Я допил молоко и пошел в мамину комнату. Постель убрана, подушки накрыты желтым кружевным покрывалом, аккуратно под них подоткнутым. В комнате холодно, пахнет застарелым табачным дымом. На ночном столике я нашел ее духи в стеклянной бутылочке, размерами и формой похожей на зажигалку. Мама душилась, похлопывая подушечками пальцев за ушами и по внутренней стороне запястья одной руки, а потом терла запястьями друг о друга. Духи в бутылочке цветом напоминают виски, а на коже становятся невидимыми. Я снял крышечку и надушил руки, лицо, шею.
Наутро после похорон зазвонил телефон. Я не ответил.
Проверил замки и засовы на дверях и окнах. Вернулся в мамину спальню. Прошелся по всем комнатам. Босиком, в закатанных до середины голени штанах; ощущая ступнями фактуру ковра. Долго-долго блуждал по дому, ничего не трогал, просто сидел на стульях, на диване, на кровати, на полу. На полу было лучше всего, комнаты казались больше, потолки и мебель выше, окна шире, как будто бы я ребенок.

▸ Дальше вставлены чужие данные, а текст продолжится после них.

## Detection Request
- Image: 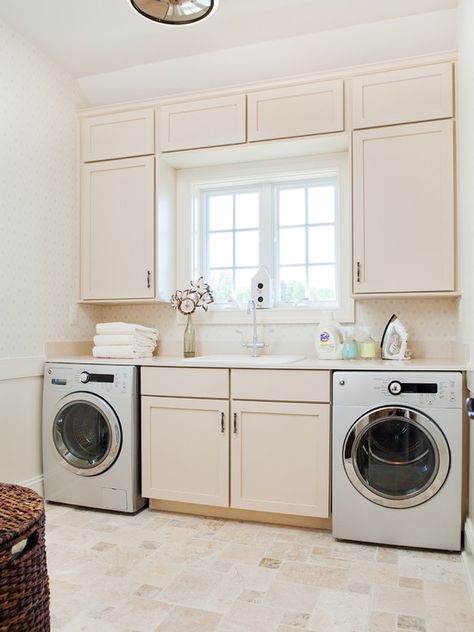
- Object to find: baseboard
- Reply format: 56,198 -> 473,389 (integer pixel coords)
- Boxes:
18,474 -> 44,496
461,518 -> 474,608
150,498 -> 331,531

Сев на пол, можно уменьшиться. Комнаты стали такими, какими я их помнил. Я поднялся. Начал трогать вещи: фарфоровую собачку, вязальный журнал, желтую вазу (пустую), розовые тапочки, черно-белую фотографию в металлической рамке. Фотографию я рассмотрел очень внимательно. Мы в купальных костюмах стоим в мелкой части открытого бассейна. Дженис держит маму за правую руку, я – за левую. Моя голова доходит маме до бедра. Я жмурюсь от яркого солнца. Снимал, видимо, отец: если присмотреться, на воде видна его тень. Наверху слева, на небе, шариковой ручкой написано: «Батлинз, Богнор-Реджис, 1962». В маминой комнате на полке стояли и другие снимки: я в школьной форме, мама с папой в день свадьбы, прыгающая Дженис – один гольф надет как следует, другой спущен.
Дженис звала меня Гегги, потому что, когда я родился, она была еще слишком маленькая и не могла правильно выговорить мое имя. Дженис покинула нас, когда ей было семь – а мне четыре с половиной, – потом вернулась младенцем. Потом она снова ушла – уже навсегда.
Опять телефон.
Грегори?
Н-н.
Алло, Грегори?
Я повесил трубку. Звонок раздался снова, но я не стал отвечать. Я поднялся к себе и нарисовал тетю, как она кричит в трубку, без конца повторяя мое имя.
Пришла тетя. С ней пришел дядя, в одежде водителя автобуса. Когда они перестали барабанить в дверь и кричать: «Грегори!», а вместо этого начали заглядывать в окна, я их впустил. Дядя был сердит, но сказать ничего не успел – тетя его остановила. Она заговорила с ним шепотом, но я расслышал.
Оставь его. Это из-за Марион.
Мисс Макмагон учила меня искусству слов. Мистер Эндрюс – искусству смыслов. Он научил меня пропорциям и перспективе. Он говорил: никогда не путай пропорции и количество, перспективу и относительность. Искусство, Грегори, – наука неточная. В последнее время я много об этом думал и не уверен, что согласен с его утверждением. Искусство – вообще не наука. Искусство и наука находятся на разных полюсах друг от друга, так же как на разных полюсах друг от друга находятся мистер Эндрюс и мистер Бойл. Точнее, находились.
Я пытаюсь обсуждать это со своим адвокатом, но он всегда говорит, что мы потратим время намного продуктивнее, если посвятим его решению насущных проблем. А что, если эта проблема и есть насущная?
На такие вопросы он не реагирует. Просит меня начать с самого начала и говорить медленно и отчетливо. Это для его помощницы, которая занесла ручку над блокнотом, лежащим у нее на коленях. Я улыбаюсь. Она отводит взгляд. Интересно, почему мы с адвокатом сидим друг против друга за столом, а ей (хотя она здесь единственная, кто должен писать) некуда положить блокнот?
Будьте любезны, начинайте.
Я начинаю говорить. Но у нас с ним абсолютно разные представления о начале. Он останавливает меня и велит ограничиться лишь тем, что действительно важно, – существенными деталями. Он предлагает следующую схему: он задает вопросы, я даю на них ответы. Это называется юридическая помощь. Он ставит локти на стол, наклоняется ко мне и становится похож на доброго дядюшку.